Cute e Medicina interna

Malattie bollose paraneoplastiche
M. Papini
Università degli Studi di Perugia, Clinica Dermatologica di Terni


 

Le dermopatie paraneoplastiche sono definite come manifestazioni non metastatiche indicative dell’esistenza di un tumore maligno viscerale o ematologico. La dermopata non risponde ai comuni trattamenti, mentre regredisce se la neoplasia viene eliminata e l’eventuale recidiva è indicativa della parallela ripresa della malattia neoplastica. In base ai criteri di Curth (1976) la comparsa della sindrome paraneoplastica è contemporanea e mostra un decorso parallelo a quello del tumore; sono dimostrabili inoltre un’uniformità della neoplasia associata (sede e/o istotipo), una netta associazione statistica tra le due malattie e, quasi sempre un’associazione genetica. I meccanismi patogenetici alla base delle dermopatie paraneoplastiche sono molteplici, ancora in gran parte sconosciuti, e includono la secrezione di ormoni (es.: ACTH, androgeni), la produzione di fattori di crescita (es.: EGF, TGFa), citochine e chemochine e lo sviluppo di meccanismi immunitari e autoimmunitari.

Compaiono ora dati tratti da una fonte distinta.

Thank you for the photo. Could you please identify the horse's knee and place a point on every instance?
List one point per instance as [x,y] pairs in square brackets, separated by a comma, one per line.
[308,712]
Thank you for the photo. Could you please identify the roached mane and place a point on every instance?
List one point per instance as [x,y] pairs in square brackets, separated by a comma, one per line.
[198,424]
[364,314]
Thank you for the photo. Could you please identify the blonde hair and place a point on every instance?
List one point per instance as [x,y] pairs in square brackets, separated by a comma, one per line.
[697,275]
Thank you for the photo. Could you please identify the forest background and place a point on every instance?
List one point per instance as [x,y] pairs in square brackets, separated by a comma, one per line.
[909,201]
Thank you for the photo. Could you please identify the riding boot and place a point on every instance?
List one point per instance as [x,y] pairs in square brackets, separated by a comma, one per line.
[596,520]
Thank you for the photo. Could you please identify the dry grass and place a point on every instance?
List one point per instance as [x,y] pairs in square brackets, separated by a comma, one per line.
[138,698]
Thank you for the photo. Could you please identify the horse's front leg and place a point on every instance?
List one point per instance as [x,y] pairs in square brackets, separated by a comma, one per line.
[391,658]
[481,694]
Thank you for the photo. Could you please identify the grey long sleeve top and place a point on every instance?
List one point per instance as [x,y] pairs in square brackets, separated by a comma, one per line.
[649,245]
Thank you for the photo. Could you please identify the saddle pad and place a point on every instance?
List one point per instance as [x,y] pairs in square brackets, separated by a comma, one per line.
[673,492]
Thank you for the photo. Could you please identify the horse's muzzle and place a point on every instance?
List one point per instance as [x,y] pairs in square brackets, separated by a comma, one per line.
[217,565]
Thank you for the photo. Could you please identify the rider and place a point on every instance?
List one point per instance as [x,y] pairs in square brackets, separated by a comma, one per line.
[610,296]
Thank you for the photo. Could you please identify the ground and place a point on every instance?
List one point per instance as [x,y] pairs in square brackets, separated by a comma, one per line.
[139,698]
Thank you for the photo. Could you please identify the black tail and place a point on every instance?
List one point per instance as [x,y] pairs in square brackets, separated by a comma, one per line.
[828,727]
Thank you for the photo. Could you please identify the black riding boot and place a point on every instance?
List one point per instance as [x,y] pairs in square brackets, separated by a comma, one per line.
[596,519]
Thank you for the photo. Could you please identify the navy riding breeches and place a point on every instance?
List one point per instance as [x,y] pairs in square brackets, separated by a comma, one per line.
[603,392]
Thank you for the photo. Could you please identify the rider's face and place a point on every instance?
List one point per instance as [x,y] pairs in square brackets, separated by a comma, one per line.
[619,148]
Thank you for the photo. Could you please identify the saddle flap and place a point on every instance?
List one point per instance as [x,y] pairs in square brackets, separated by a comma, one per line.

Le malattie bollose autoimmuni sono state riconosciute solo recentemente come possibili manifestazioni paraneoplastiche. La forma più importante, anche se probabilmente la meno comune, è il pemfigo paraneoplastico (PP). Tale malattia, che assume i caratteri di una vera e propria sindrome paraneoplastica obbligata, coinvolge non solo la cute, ma anche molteplici organi interni, tanto da essere stata proposta la nuova denominazione di PAMS, ovvero “Paraneoplastic autoimmune multiorgan syndrome”. Descritto originariamente come associato alla malattia di Castleman, il PP si può osservare in associazione a linfomi, timoma, sarcomi ed altre neoplasie, soprattutto ematologiche. Il quadro clinico è polimorfo e ricorda la sindrome di Stevens-Johnson piuttosto che il pemfigo. L’esordio avviene in genere a livello delle mucose orali, congiuntivali e genitali, con ampie erosioni mucose sanguinanti, a cui seguono lesioni cutanee bollose su chiazze eritemato-edematose. Frequente l’aspetto a bersaglio, soprattutto a livello palmo-plantare. Anche l’aspetto istologico ricorda l’eritema polimorfo più che il pemfigo. La diagnosi è basata, come in tutte le malattie bollose, sui reperti immunopatologici, in particolare sull’immunblotting e sull’IFD su cute sana e su epitelio di transizione, che mostra la presenza di IgG sieriche anti-desmoplakine 1 e 2 e contro l’antigene BP230. Il quadro è generalmente resistente alle comuni terapie immunosoppressive, mentre risponde prontamente al trattamento della neoplasia associata.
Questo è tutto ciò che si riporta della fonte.